Einem EU-Beschluss zufolge darf zwar seit Januar 2015 Beifang nicht mehr zurück ins Meer geworfen, sondern muss mit an Land gebracht und auf die Fangquoten angerechnet werden. Dieses Rückwurfverbot sollte Fischer dazu motivieren, selektivere Netze und bestimmte Techniken einzusetzen.

Doch die Umsetzung dieser Auflagen sind in der Praxis kaum kontrollierbar. Deshalb wird Beifang immer wieder und in großem Stil zurück ins Meer geschmissen.

Daten des Internationalen Rates für Meeresforschung (Ices) legen nahe, dass das Rückwurfverbot nicht greift und versehentlich mitgefangene Fische weiter in hoher Zahl im Meer landen. Im Jahr 2017 identifizierten die Ices-Forscher 2017 für die Dorschfischerei in der östlichen Ostsee mindestens elf Prozent Beifänge: Von den knapp 31.000 Tonnen Fang waren hochgerechnet mindestens 3.450 Tonnen Beifänge.

Zudem bietet das Gesetz ein Schlupfloch für den Fang von bedrohten Arten wie etwa Haie.

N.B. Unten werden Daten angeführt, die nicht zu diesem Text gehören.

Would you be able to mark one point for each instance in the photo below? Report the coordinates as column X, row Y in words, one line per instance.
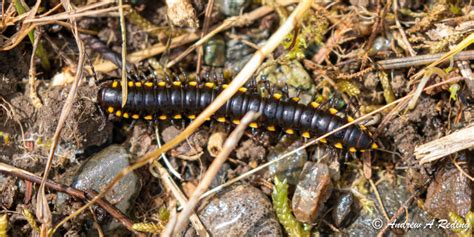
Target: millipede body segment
column 160, row 101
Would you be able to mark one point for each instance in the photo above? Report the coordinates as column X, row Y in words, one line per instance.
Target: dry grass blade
column 249, row 173
column 233, row 87
column 228, row 23
column 124, row 53
column 149, row 52
column 170, row 185
column 23, row 174
column 213, row 169
column 446, row 145
column 457, row 49
column 42, row 208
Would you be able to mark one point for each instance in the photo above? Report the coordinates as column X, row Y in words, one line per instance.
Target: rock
column 240, row 210
column 346, row 210
column 231, row 7
column 290, row 167
column 450, row 191
column 312, row 191
column 291, row 77
column 101, row 168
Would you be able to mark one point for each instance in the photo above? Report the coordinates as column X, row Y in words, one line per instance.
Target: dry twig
column 446, row 145
column 213, row 169
column 83, row 195
column 43, row 213
column 224, row 96
column 170, row 185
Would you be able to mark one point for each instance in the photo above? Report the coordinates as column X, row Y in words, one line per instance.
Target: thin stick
column 462, row 170
column 379, row 199
column 153, row 50
column 124, row 53
column 446, row 145
column 420, row 60
column 83, row 195
column 223, row 97
column 213, row 169
column 43, row 213
column 243, row 176
column 169, row 184
column 228, row 23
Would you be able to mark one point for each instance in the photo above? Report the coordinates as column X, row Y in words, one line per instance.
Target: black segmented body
column 151, row 101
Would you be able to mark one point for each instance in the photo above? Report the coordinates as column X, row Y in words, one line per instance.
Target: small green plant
column 282, row 208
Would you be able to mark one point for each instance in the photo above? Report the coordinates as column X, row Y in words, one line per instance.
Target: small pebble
column 312, row 191
column 346, row 210
column 290, row 167
column 240, row 210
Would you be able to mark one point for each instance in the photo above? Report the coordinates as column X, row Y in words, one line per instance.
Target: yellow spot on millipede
column 333, row 111
column 306, row 135
column 253, row 125
column 315, row 104
column 209, row 85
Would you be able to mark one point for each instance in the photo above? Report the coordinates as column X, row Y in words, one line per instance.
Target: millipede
column 162, row 101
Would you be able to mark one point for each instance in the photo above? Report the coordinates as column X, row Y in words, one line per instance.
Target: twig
column 462, row 170
column 446, row 145
column 228, row 23
column 83, row 195
column 148, row 52
column 253, row 171
column 421, row 60
column 43, row 213
column 124, row 53
column 379, row 199
column 205, row 28
column 402, row 32
column 35, row 100
column 213, row 169
column 169, row 184
column 222, row 98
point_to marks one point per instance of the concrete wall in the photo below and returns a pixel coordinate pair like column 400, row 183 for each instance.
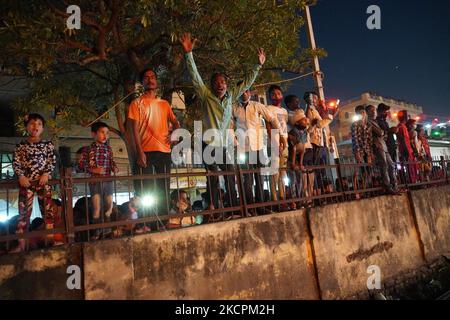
column 350, row 237
column 281, row 256
column 259, row 258
column 39, row 274
column 432, row 207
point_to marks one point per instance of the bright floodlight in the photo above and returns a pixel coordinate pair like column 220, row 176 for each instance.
column 148, row 200
column 356, row 117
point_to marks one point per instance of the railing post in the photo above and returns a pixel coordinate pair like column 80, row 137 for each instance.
column 444, row 168
column 339, row 173
column 242, row 196
column 67, row 186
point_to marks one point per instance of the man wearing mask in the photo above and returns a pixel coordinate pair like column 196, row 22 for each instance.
column 277, row 182
column 216, row 103
column 298, row 144
column 362, row 144
column 389, row 133
column 317, row 136
column 381, row 153
column 150, row 117
column 248, row 116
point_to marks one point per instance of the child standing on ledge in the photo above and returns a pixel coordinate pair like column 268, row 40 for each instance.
column 100, row 162
column 34, row 161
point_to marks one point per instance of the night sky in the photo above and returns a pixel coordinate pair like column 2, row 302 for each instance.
column 408, row 59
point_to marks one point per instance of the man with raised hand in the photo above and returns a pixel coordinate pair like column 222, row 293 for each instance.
column 216, row 103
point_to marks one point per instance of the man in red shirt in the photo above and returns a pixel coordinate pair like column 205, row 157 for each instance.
column 150, row 117
column 406, row 153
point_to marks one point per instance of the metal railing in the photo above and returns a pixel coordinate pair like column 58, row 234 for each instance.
column 145, row 208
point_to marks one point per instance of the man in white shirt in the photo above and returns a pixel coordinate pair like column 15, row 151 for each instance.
column 317, row 137
column 292, row 103
column 248, row 116
column 277, row 180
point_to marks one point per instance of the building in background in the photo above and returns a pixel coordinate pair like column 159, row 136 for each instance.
column 345, row 117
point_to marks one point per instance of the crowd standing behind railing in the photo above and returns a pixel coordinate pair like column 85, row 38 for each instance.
column 295, row 140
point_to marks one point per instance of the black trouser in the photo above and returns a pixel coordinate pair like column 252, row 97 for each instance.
column 250, row 178
column 213, row 191
column 157, row 162
column 319, row 160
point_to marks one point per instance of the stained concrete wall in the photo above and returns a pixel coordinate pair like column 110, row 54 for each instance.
column 350, row 237
column 432, row 208
column 259, row 258
column 39, row 274
column 280, row 256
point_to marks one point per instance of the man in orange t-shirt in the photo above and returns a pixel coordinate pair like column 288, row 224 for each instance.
column 150, row 117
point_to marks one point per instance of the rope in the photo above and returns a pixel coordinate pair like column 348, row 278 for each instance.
column 282, row 81
column 110, row 109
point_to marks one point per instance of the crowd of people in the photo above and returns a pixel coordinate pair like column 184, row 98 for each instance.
column 294, row 138
column 374, row 142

Millionen Tonnen Fische werden jedes Jahr zu Tierfutter verarbeitet

Hinzu kommt: Jedes Jahr enden weltweit über 30 Millionen Tonnen Fisch als billiges Futter für Hühner, Schweine oder auch Garnelen und Lachse in der Aquakultur. In der Fischmehl-Fischerei in der Nord- und Ostsee werden zum Teil noch lebende Fische, etwa Sandaal und Sprotte, zu Fischmehl und Fischöl verkocht. So können für die Produktion von nur einem Kilogramm Lachs bis zu vier Kilo Fischmehl oder Fischöl nötig sein.

NABU fordert wirksame Meeresschutzgebiete

Um den Artenverlust vor unseren Küsten zu stoppen, braucht es Bereiche, in denen die Natur kompletten Vorrang hat. Noch in ihrem Koalitionsvertrag aus dem Jahr 2021 verpflichtetes sich die Bundesregierung, zehn Prozent der deutschen Ausschließlichen Wirtschaftszone (AWZ) gemäß EU-Biodiversitätsstrategie streng zu schützen, also Zonen frei von schädlicher Nutzung auszuweisen.

Demnach soll ein strenger Schutz alle lebensraumverändernden Aktivitäten in Nord- und Ostsee ausschließen. Der NABU unterstützt die wissenschaftlich basierte Forderung, dass 50 Prozent der Meeresschutzgebiete frei von jeglicher schädlichen Nutzung sein müssen. In diesem Sinne entwickelt er einen Plan für streng zu schützende Gebiete in der deutschen AWZ der Nord- und Ostsee.

Die hier ausgewählten Gebiete decken Bereiche mit der höchsten Dichte an streng geschützten Arten und Lebensräumen ab. Darunter befinden sich artenreiche Riffe, Schlickgründe und Sandbänke, Schweinswale und eine Vielzahl an Seevögeln wie Prachttaucher und Eisenten.